4.1 Unsupervised summary scores
A very intuitive approach to address this question is to create one or more summary score(s) that summarize individual levels of exposure to the mixture, thus reducing the number of covariates that are going to be evaluated. A very common example of such approach is used by investigators working on phthalates. In this context, analyses are often hampered by the presence of extreme correlation between metabolites of Di(2-ethylhexyl)phthalate (DEHP), and researchers are commonly summarizing this information into a molar sum of DEHP mtabolites. Li et al. (2019) writes, for example “we calculated the molar sum of DEHP metabolites (ΣDEHP) by dividing each metabolite concentration by its molecular weight and then summing: ΣDEHP=[MEHP (μg/L)×(1/278.34 (g/mol))]+[MEHHP (μg/L) × (1/294.34 (g/mol))] + [MEOHP (μg/L) × (1/292.33 (g/ mol))] + [MECPP (μg/L) × (1/308.33 (g/mol))].” Note that, with this approach, the score targets a selected sub-sample of exposures (the highly-correlated cluster creating problems), and other phthalates metabolites are included in the model without any transformation.
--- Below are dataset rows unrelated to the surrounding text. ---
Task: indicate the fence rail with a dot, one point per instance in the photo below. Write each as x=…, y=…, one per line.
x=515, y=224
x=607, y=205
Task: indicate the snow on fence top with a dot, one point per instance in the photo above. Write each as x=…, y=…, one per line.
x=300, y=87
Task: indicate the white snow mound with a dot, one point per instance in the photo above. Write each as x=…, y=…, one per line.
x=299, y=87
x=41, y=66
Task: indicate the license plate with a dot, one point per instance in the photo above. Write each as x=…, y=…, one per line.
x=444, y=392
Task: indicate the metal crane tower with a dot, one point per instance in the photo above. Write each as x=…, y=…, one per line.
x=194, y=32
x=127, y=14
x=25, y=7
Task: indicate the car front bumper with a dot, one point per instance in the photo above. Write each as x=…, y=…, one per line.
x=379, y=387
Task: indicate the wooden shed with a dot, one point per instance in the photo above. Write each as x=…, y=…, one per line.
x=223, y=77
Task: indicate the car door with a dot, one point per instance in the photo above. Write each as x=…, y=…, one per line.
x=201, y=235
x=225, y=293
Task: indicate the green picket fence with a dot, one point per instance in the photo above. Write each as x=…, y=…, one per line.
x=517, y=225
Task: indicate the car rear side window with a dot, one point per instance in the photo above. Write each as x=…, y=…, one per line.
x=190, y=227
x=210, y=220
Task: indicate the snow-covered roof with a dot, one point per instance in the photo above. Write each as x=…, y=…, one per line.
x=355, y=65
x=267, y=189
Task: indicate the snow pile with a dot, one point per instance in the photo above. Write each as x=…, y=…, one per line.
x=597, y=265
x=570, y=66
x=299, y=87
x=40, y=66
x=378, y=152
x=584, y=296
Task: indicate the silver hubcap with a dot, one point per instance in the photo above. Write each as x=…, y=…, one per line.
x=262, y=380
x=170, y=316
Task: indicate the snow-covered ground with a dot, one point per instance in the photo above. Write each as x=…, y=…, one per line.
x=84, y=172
Another common approach is to use components derived from PCA, as described in section 2. PCA allows identifying continuous covariates that summarize the variability of the mixture exposure. Including these derived components into a regression model has the great advantage that all collinearity issues will be resolved, as the components are uncorrelated by definition. On the other hand, the validity of this approach is severely affected by whether the obtained components have clear biological interpretation. An example of application of this approach in environmental epidemiology can be found in Souter et al. (2020).